Quem se lembrava de suas gengivas destruídas pelo escorbuto, suas bochechas flácidas e seus lábios murchos, se apavorou diante daquela prova cabal dos poderes sobrenaturais do cigano". Em resumo: Melquíades tirou os dentes, envelhecendo de imediato, mas logo os colocou de novo e sorriu com o poder restaurado da sua juventude. O homem envelhece quando seus dentes não se repõem. García Márquez sabia bem disso. Perder um dente era também uma metáfora da perda do poder.
Não foi o primeiro escritor a se fascinar pela questão. Joyce e Nabokov haviam perdido a dentição antes de completar cinquenta anos, e não pouparam palavras para retratá-la em seus livros como algo mais que um traço fisionômico. Martin Amis, outro escritor do clube dos desdentados, ensaiou em seu livro Experiência uma explicação sobre a comunidade de escritores de dentes postiços: "Que mais tinham em comum Nabokov e Joyce além da péssima dentição e uma prosa soberba?

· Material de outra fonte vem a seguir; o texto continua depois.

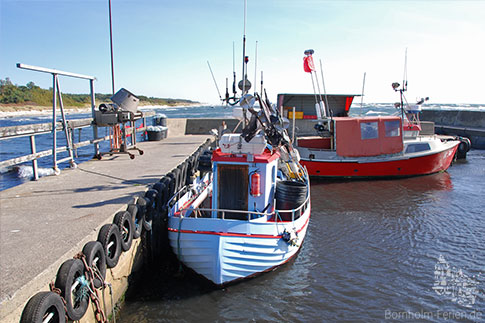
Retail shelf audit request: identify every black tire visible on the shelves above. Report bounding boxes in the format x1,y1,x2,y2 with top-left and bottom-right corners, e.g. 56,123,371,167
113,211,133,251
55,259,89,321
136,196,151,231
98,224,121,268
126,204,143,239
20,292,66,323
158,176,172,208
165,172,177,200
143,189,158,231
83,241,106,288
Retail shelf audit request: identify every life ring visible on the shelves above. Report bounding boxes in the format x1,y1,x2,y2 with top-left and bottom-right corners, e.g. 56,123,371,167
54,259,89,321
126,204,143,239
83,241,106,288
98,224,121,268
113,211,133,251
20,292,66,323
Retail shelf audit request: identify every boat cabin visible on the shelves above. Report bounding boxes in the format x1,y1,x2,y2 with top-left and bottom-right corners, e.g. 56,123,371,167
212,134,279,220
278,93,360,119
298,116,403,157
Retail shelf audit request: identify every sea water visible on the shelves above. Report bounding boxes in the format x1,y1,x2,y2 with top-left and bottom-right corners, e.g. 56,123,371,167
118,150,485,323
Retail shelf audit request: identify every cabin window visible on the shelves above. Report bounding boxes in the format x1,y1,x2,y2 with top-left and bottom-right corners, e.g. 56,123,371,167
406,143,431,154
360,122,379,139
384,120,401,137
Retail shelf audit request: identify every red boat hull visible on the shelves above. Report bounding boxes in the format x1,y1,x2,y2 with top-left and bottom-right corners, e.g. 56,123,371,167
300,145,458,178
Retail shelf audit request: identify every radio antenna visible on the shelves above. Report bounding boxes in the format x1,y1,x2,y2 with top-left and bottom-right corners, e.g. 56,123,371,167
207,61,222,101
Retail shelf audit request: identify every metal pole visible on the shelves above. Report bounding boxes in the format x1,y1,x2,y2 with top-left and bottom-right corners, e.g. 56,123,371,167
56,78,76,168
315,60,332,117
108,0,115,95
52,74,59,173
360,72,366,116
254,41,263,93
30,136,39,181
89,80,100,157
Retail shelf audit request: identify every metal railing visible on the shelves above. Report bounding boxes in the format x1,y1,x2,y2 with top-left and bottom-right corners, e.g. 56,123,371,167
0,116,154,180
179,192,310,222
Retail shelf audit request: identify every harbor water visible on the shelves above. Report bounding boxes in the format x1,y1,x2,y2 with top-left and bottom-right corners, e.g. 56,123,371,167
0,105,485,322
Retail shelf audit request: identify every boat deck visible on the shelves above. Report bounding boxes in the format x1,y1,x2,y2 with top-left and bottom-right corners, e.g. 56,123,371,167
0,135,208,321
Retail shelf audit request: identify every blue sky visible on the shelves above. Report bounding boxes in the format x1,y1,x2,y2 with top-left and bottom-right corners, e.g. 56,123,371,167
0,0,485,104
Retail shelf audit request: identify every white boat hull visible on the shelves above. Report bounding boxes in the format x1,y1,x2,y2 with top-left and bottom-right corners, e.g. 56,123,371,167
168,206,310,285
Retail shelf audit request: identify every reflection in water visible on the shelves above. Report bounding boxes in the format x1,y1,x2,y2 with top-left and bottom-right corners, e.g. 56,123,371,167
120,151,485,322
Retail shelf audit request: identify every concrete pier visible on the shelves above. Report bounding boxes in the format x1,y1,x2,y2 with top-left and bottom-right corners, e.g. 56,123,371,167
0,119,209,322
420,109,485,149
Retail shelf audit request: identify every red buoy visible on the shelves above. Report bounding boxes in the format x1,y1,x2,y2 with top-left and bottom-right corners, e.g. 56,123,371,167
251,172,261,196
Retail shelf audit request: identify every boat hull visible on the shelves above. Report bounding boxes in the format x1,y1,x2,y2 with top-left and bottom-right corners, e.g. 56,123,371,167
168,207,310,286
300,144,458,178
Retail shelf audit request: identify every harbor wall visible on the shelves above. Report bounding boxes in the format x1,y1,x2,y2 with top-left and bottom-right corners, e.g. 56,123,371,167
0,132,209,323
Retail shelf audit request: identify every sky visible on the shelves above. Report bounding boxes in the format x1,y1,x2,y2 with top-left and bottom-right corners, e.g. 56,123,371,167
0,0,485,104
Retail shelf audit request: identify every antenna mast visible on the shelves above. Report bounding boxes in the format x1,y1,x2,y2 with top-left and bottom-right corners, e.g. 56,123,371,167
241,0,247,95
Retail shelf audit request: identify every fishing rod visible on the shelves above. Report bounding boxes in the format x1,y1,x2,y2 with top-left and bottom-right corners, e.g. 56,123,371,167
320,60,332,118
108,0,115,95
254,41,258,93
207,61,221,101
232,41,237,97
360,72,366,116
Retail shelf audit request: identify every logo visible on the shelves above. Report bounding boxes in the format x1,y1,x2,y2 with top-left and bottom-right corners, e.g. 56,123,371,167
433,255,479,308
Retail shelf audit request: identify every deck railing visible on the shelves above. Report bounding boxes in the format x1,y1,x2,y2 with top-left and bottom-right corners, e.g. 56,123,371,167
180,192,310,222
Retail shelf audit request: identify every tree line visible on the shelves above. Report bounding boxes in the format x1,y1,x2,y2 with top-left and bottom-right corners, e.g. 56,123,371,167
0,77,197,107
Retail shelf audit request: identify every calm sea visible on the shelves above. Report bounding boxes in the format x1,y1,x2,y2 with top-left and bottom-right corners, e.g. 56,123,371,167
0,105,485,322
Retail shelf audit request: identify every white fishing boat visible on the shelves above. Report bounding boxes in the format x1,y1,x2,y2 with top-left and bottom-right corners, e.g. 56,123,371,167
168,128,310,285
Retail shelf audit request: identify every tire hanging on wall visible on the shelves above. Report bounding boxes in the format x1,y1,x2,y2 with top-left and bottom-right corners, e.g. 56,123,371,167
126,204,143,239
145,189,158,231
54,259,89,321
98,224,121,268
113,211,133,251
83,241,106,288
136,196,152,231
20,292,66,323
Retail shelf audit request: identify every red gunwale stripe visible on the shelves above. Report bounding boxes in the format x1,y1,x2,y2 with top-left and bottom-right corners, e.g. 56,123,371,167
167,211,310,239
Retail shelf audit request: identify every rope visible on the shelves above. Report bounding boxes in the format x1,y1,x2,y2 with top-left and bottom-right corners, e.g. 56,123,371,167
177,216,184,273
74,253,107,323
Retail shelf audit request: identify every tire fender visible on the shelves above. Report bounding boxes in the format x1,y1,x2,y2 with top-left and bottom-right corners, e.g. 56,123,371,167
83,241,106,288
113,211,133,251
54,259,89,321
20,292,66,323
98,224,121,268
126,204,144,239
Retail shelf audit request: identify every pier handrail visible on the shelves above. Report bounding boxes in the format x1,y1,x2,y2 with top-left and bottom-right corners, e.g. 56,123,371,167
0,111,155,180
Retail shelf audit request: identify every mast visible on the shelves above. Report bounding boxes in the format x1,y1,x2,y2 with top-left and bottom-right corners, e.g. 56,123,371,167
241,0,247,95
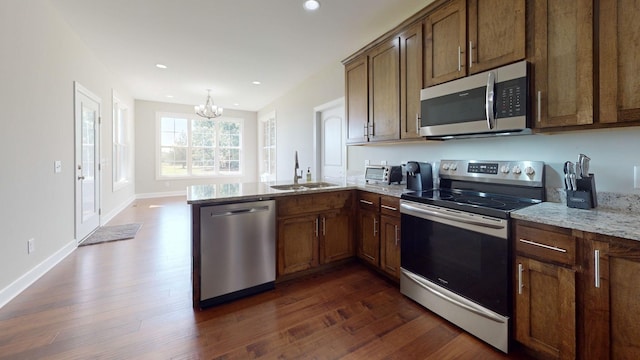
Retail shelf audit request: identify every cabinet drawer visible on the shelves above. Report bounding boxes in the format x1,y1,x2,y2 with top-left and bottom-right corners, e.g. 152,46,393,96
277,191,351,217
514,222,576,265
380,196,400,217
358,191,380,212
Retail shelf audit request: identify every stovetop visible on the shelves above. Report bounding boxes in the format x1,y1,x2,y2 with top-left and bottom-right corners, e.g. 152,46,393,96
401,160,545,219
401,189,541,219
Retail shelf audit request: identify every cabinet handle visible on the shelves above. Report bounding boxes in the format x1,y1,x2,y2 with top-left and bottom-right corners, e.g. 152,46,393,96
394,225,400,247
538,91,542,122
593,250,600,288
373,217,378,236
520,239,567,253
518,264,524,295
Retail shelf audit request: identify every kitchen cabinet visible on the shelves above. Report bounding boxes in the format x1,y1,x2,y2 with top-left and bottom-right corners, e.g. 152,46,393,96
424,0,526,86
380,196,401,280
579,233,640,359
277,191,354,276
596,0,640,124
533,0,596,129
345,54,369,144
400,22,424,139
358,191,401,281
514,221,576,359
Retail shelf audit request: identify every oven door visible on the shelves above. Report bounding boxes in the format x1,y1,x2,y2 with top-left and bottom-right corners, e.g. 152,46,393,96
400,200,511,316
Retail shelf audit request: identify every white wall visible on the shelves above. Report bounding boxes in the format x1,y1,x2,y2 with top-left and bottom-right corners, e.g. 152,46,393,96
135,99,258,197
348,127,640,193
258,60,344,182
0,0,134,300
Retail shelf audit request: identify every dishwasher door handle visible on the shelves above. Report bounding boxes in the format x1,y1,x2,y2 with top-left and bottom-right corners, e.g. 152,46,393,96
211,206,269,217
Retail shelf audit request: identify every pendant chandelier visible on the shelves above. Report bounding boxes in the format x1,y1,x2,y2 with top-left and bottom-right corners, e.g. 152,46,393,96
194,89,223,119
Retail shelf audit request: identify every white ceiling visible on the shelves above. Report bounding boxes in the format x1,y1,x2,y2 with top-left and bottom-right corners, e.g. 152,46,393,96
50,0,432,111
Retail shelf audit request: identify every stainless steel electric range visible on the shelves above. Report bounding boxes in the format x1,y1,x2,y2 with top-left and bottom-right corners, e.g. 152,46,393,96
400,160,545,353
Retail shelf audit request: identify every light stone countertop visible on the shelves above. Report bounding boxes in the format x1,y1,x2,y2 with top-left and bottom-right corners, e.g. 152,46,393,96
187,180,406,205
511,200,640,241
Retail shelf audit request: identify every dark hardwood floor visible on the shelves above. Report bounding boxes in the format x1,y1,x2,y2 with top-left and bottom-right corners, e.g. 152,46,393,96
0,197,527,359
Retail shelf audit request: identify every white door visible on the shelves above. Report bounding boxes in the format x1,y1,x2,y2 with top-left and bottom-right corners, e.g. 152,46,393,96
316,99,346,179
74,83,101,242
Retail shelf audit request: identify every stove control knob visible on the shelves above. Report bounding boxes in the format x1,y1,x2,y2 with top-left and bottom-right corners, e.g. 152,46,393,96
511,165,522,175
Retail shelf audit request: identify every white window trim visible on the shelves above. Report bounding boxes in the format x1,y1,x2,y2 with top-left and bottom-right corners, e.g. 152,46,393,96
258,110,278,182
111,90,133,191
155,112,245,180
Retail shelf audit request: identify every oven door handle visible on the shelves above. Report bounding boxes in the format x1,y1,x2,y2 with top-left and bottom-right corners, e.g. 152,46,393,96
400,203,505,229
402,271,504,324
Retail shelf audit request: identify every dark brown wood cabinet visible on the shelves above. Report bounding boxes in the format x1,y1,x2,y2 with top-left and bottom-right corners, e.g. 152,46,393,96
596,0,640,124
380,196,401,280
358,191,401,281
532,0,594,128
514,221,576,359
424,0,467,86
277,191,355,276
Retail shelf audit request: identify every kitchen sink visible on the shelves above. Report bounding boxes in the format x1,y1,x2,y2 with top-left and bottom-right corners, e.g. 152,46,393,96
271,181,337,190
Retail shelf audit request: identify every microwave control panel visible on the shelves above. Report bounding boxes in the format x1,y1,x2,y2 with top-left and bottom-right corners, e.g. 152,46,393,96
496,78,527,118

O exílio e décadas de uma precariedade econômica próximo à indigência. E uma tendência compulsiva ao excesso. E a submissão desmedida que merecidamente lhes inspirava suas esposas". Qualquer semelhança com García Márquez é pura coincidência.
- É como um Deus da literatura. Todo mundo está interessado em qualquer coisa que ele faça - me disse ele - Gabo sabe que eu não posso esconder o que aconteceu entre nós.
O último dia em que o vi em seu consultório em Cartagena das Índias, o único dente que faltava a García Márquez era o siso. Mas anos antes, naquela primeira tarde em 1991, em seu consultório de Bocagrande, Gabriel García Márquez tinha uma cárie e o doutor Gazabón havia decidido obturar: injetou anestesia local, extraiu um molar, suturou a ferida e tempo depois colocou um implante no lugar. Segundo o dentista, o escritor nunca se queixou. Sem dúvida, desde essa primeira consulta houve uma perda. Na historia da literatura, sempre aconteceu assim: Homero era cego, à Cervantes faltava um braço, García Márquez tinha cárie.
- O fio dental é mais importante que a escova - me disse o doutor Gazabón.
* perfil do escritor Gabriel García Márquez escrito por Julio Villanueva Chang e traduzido para o português por Ronaldo Pelli.